Seeds of something fine
With a little help from my friends
Help is something that has always been tricky for me. On the one hand I am a firm believer we were never meant to do it all on our own, that we are creatures meant to live in community. On the other hand I am a pretty capable person and often don’t think to ask for help when I am in need — my natural inclination is to just try harder.
I think, also, it’s hard for me to invite people into the messy places in my life, which is probably where I need them most.
But some things are absolutely not surmountable on one’s own and I encounter more and more of these things the older I get. Things like deep, life-changing loss and natural disaster.
It is in these cases we can’t help but rely on the folks around us to pull us up — and thank goodness we can’t.
In the time we’ve spent in Marion my husband and I have encountered more than our fair share of tough times when, looking back, we wish we’d thought to ask for help. It’s not that we don’t need it or don’t want it; it quite simply doesn’t occur to us to ask. We know we need to work on this.
Admitting that has been tough for me, and I wouldn’t have come to that realization without the help we received following recent storms from neighbors who all too often have heard us say, “No thanks, we’re doing fine,” when, really, we weren’t.

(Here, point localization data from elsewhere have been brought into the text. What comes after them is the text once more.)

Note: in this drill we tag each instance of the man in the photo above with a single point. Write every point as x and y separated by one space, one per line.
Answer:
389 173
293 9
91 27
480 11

My daughter, Lyla, spent a week in Kansas City with my parents a couple of weeks ago. My husband and I were supposed to retrieve her the afternoon of June 17 and stay to celebrate Father’s Day with my family before returning to Marion. Schedules changed and we ended up needing to stay in town through Friday evening.
I haven’t been away from Lyla that long since she was born and by Friday evening I was on edge. Every nerve in my body was raw and achey with the need to hold her. But Mother Nature had a different plan.
Mother Nature, in all her maternal wisdom, decided I needed a lesson instead.
I had sent Lyla away during a particularly difficult week around here because I didn’t want her to see her parents under so much stress. I didn’t ask anybody in Marion about a play-date or even a half-day of childcare so we could get some things done; I just did it the hard way and sent her away.
Then Mother Nature had her say and a power line and all its accoutrements were ripped from our house Friday night. We woke up Saturday NOT to a car already packed and ready to zip off to Kansas City at first light, but to a town full of downed limbs and trees, no lights, no phone, and a fridge and freezer full of rapidly spoiling food.
And the worst part — no way to make coffee!
I went out into my driveway with a camera to record the awesome sight and before I could think how I was going to get my brain started a neighbor brought us a huge thermos of coffee. No questions asked.
When he delivered it he heard me ask Michael about the creamer going bad and, again, before I could politely object too forcefully, everything in our deep freeze was being carted two houses down to his deep freeze.
As I tearfully called around town, trying to figure out when we might have power, I saw a family going house to house dragging limbs to the curbs and clearing debris — even the kiddos were helping out!
Then I realized they were in MY yard! “Of all things, we’ll be fine,” I thought, “they should help somebody who really needs it.” In fact I think I said this as I was sobbing (the crazy-to-see-my-kid situation had gotten a bit worse).
Somewhere in all the hubbub a neighbor with a chainsaw was going around, cutting what he could of large limbs that were dangling or endangering people. Nobody asked, he just did it. Know how I know? He did it for us. I don’t even know his name.
I just barely caught a glimpse of him in our front yard before he was off to the next house and I wish I’d gotten the chance to thank him. I also wished, in part, that Lyla had been there to see it. That I could have pointed to these people coming to our aid, refusing to take no for an answer and said “This, honey, is a community.”
I’m smart enough to know we can’t hide all our stress from her and (I hope) wise enough to know we shouldn’t. I want her to know being in need is just as much a part of being human as all the other bits like joy and happiness and wonder.
When we got back from Kansas City mid-week, one of those same neighbors spent an entire day helping Michael cut apart and dispose of the tree in our yard with a chainsaw. I took Lyla out to see the rings in the tree and watch Daddy and Mr. Adam (Johnson) use the tool.
I also took a major (for me) step and invited him into my house for lunch where we were living out of suitcases among stacks of paper with a handful of condiments in the fridge. He joined us for pancakes, Lyla’s favorite. And I just about cried when he left for all the love I felt had found its way into my home, without me asking, through the holes that a natural disaster made.